"Apple is the cool boss"

Microsoft predominantly (and unabashedly) produces work tools: the Microsoft Office Suite remains its flagship product. The PC has always been clunky when it comes to media production and consumption (though less so than Apple and its legions want you to believe), and the graceful handling of these functions is what sets Apple apart. Of course, these “creative” fields of production are just as much work tools as Office; it’s just that your work is fun. You make music! You make movies! You’re not a slave!

And though gamers have always used PCs, they did so because you could upgrade video cards and processing speed and power as you needed — keeping up with the latest generation of games without replacing your computer — so that gamers ended up with machines whose internal functioning little resembled their office counterparts.

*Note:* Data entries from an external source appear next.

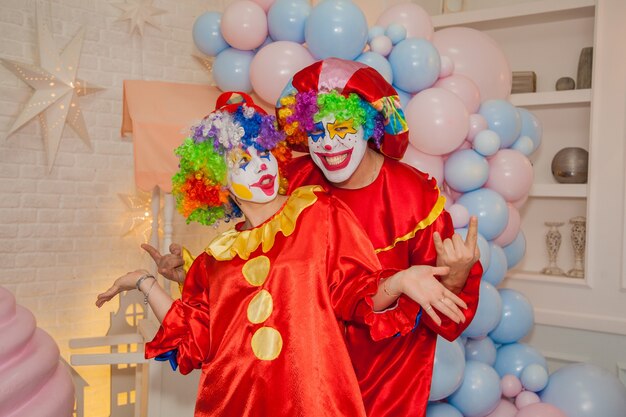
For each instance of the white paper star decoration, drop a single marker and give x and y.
(139, 12)
(57, 89)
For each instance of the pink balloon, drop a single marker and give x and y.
(413, 17)
(459, 214)
(265, 4)
(504, 409)
(477, 56)
(464, 88)
(540, 410)
(511, 385)
(447, 67)
(526, 398)
(477, 124)
(438, 121)
(510, 174)
(430, 164)
(244, 25)
(274, 65)
(512, 227)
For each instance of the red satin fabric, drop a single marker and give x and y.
(319, 277)
(395, 374)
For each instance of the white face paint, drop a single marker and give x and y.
(253, 175)
(337, 148)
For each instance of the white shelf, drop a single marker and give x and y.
(522, 13)
(559, 190)
(548, 98)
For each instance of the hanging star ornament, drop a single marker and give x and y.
(55, 100)
(139, 12)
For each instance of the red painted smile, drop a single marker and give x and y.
(335, 161)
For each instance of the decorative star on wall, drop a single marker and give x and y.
(57, 89)
(139, 12)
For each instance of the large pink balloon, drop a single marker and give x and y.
(244, 25)
(512, 227)
(540, 410)
(430, 164)
(510, 174)
(274, 65)
(464, 87)
(504, 409)
(438, 121)
(477, 56)
(413, 17)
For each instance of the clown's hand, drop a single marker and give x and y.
(458, 255)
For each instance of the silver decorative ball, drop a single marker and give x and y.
(569, 166)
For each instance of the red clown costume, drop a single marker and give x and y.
(263, 314)
(403, 210)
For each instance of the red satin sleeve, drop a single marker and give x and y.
(355, 274)
(423, 252)
(185, 327)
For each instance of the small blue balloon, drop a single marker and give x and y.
(486, 142)
(481, 350)
(534, 377)
(517, 317)
(487, 314)
(378, 62)
(466, 170)
(514, 357)
(286, 20)
(503, 118)
(416, 64)
(447, 369)
(479, 393)
(515, 250)
(585, 390)
(231, 70)
(496, 270)
(531, 127)
(207, 35)
(396, 33)
(375, 31)
(524, 144)
(490, 208)
(336, 29)
(442, 410)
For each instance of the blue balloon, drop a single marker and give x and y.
(483, 246)
(375, 31)
(442, 410)
(404, 96)
(534, 377)
(531, 127)
(416, 64)
(286, 19)
(396, 33)
(486, 142)
(490, 209)
(479, 393)
(496, 270)
(515, 250)
(481, 350)
(517, 317)
(447, 369)
(231, 70)
(336, 29)
(503, 118)
(466, 170)
(585, 390)
(378, 62)
(488, 312)
(514, 357)
(207, 35)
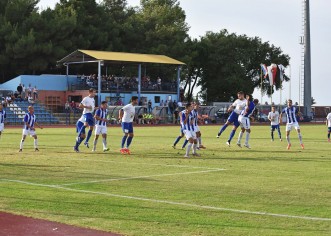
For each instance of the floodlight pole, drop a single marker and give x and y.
(139, 82)
(307, 68)
(179, 68)
(99, 82)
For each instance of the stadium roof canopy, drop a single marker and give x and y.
(85, 56)
(91, 56)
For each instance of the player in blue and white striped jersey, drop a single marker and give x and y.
(29, 128)
(101, 126)
(181, 134)
(244, 120)
(3, 116)
(196, 124)
(188, 128)
(292, 121)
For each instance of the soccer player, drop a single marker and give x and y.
(101, 126)
(88, 103)
(79, 125)
(2, 118)
(273, 116)
(244, 120)
(29, 129)
(181, 134)
(236, 109)
(188, 128)
(126, 114)
(328, 123)
(291, 112)
(196, 125)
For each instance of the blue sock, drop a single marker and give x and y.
(81, 131)
(129, 141)
(279, 133)
(231, 135)
(89, 134)
(124, 140)
(177, 140)
(185, 142)
(222, 129)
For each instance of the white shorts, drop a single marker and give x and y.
(289, 127)
(197, 128)
(244, 122)
(27, 132)
(100, 129)
(190, 134)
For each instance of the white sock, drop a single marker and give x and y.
(240, 136)
(300, 138)
(35, 142)
(104, 142)
(288, 139)
(95, 144)
(188, 148)
(247, 137)
(199, 140)
(195, 148)
(21, 144)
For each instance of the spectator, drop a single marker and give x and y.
(30, 100)
(35, 93)
(23, 92)
(149, 106)
(20, 90)
(159, 83)
(30, 91)
(67, 107)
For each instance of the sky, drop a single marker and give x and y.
(277, 21)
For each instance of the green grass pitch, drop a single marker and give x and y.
(267, 190)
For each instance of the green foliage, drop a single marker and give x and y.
(32, 40)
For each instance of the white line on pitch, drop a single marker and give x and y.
(137, 163)
(140, 177)
(173, 203)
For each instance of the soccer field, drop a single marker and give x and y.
(267, 190)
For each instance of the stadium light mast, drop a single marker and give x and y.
(307, 61)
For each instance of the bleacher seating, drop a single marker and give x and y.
(17, 110)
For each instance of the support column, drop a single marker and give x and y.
(139, 82)
(178, 83)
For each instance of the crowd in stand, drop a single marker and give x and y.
(112, 82)
(22, 93)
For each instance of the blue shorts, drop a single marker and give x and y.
(233, 118)
(79, 125)
(273, 127)
(127, 127)
(89, 119)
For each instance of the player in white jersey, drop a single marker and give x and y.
(188, 128)
(3, 116)
(29, 129)
(126, 115)
(273, 116)
(328, 123)
(196, 124)
(292, 122)
(244, 120)
(101, 126)
(181, 134)
(88, 103)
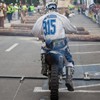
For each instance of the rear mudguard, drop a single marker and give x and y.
(55, 58)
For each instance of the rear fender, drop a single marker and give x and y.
(54, 57)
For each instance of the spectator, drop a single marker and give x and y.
(1, 16)
(9, 13)
(16, 11)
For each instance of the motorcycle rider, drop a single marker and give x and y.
(52, 26)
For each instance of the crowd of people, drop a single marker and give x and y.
(13, 11)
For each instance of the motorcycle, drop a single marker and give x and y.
(55, 61)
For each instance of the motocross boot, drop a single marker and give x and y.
(68, 80)
(44, 65)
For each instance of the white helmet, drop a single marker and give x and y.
(51, 6)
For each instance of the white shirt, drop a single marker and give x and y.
(53, 26)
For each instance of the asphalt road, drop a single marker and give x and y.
(20, 56)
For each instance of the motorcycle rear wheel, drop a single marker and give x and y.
(54, 83)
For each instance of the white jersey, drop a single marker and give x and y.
(53, 26)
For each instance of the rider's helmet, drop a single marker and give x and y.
(51, 6)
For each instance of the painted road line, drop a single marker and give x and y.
(95, 44)
(92, 52)
(12, 47)
(98, 64)
(39, 89)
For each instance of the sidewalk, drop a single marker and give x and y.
(8, 25)
(80, 20)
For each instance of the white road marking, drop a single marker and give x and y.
(93, 52)
(39, 89)
(12, 47)
(97, 44)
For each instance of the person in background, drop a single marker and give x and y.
(16, 8)
(31, 9)
(54, 26)
(1, 16)
(9, 13)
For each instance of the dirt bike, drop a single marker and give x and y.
(55, 60)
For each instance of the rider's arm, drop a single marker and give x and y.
(69, 28)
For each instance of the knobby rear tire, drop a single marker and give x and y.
(54, 83)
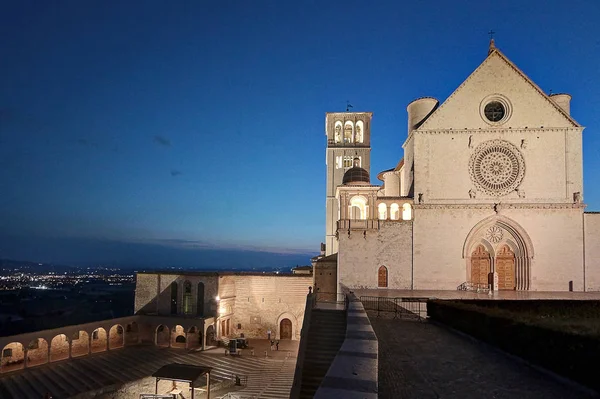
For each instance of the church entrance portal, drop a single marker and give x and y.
(285, 329)
(480, 266)
(505, 267)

A Mac, however, is a Mac, its functions largely black-box and proprietary. You don’t hack it and you don’t upgrade it, you just buy a new one.

Of course, it is in design and packaging, not computing, that Apple has really excelled. Other than its innovations in touch-screen technology and battery life (significant but outsourced achievements), Apple has offered little in the way of  technical invention. What Apple does best is user interface and visual design, which, if you’re feeling generous, you can call a kind of beautiful craft: sowing the glove to exactly fit the hand while also grabbing the eye. But design, especially when it comes to the mass-produced consumer object, is really just the arty end of the marketing spectrum.